Apple Watch ab 349 Dollar
Die Apple Watch bietet eine putzige Messengerfunktion, bei der die Nutzer ihre Botschaften freihand zeichnen können. Auch Siri und Google Maps sind integriert. Ausserdem können Nutzer neue Apps herunterladen, um die Uhr etwa in den Hotels des «Starwood»-Kette auch als Zimmerschlüssel einzusetzen oder, um die Parkposition ihres Autos wiederzufinden.
Die Apple Watch wird im Frühjahr 2015 auf den Markt kommen, sie soll ab 349 Dollar kosten.
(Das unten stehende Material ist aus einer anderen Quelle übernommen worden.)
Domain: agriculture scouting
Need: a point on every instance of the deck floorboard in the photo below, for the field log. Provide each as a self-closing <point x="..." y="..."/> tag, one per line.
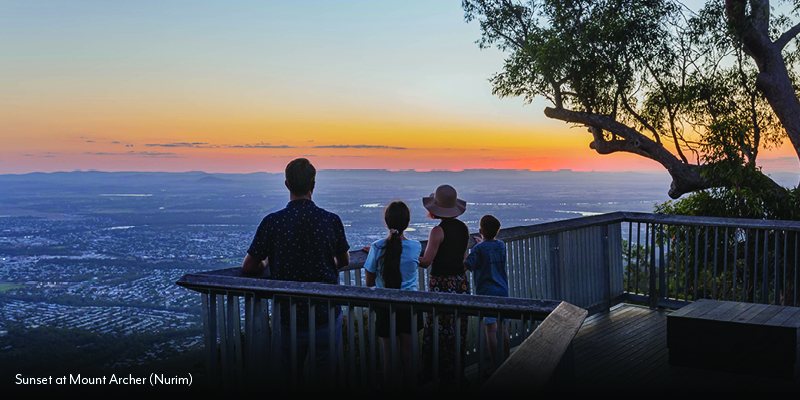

Die Preise für die Smartphones variieren von 199 Dollar für die 16 Gigabyte-Version des iPhone 6 bis 499 Dollar für die 128-Gigabyte-Version des iPhone 6 Plus. Das iPhone kann in den USA ab dem 12. September bestellt werden, Verkaufsstart ist am 17. September. Preise und Lieferdatum für die Schweiz sind noch nicht bekannt.
Apple-Rallye gebremst
Ob Tim Cook mit dieser Präsentation tatsächlich einen historischen Tag zu feiern hat, kann erst die Zeit beantworten. An den Börsen sind die Neuheiten zunächst relativ freundlich aufgenommen worden: Zwar wurde die anfängliche Apple-Rallye gebremst, doch anders als nach vielen vorherigen Präsentationen verlor der Kurs bis zum Börsenschluss gerade einmal 0,38 Prozent.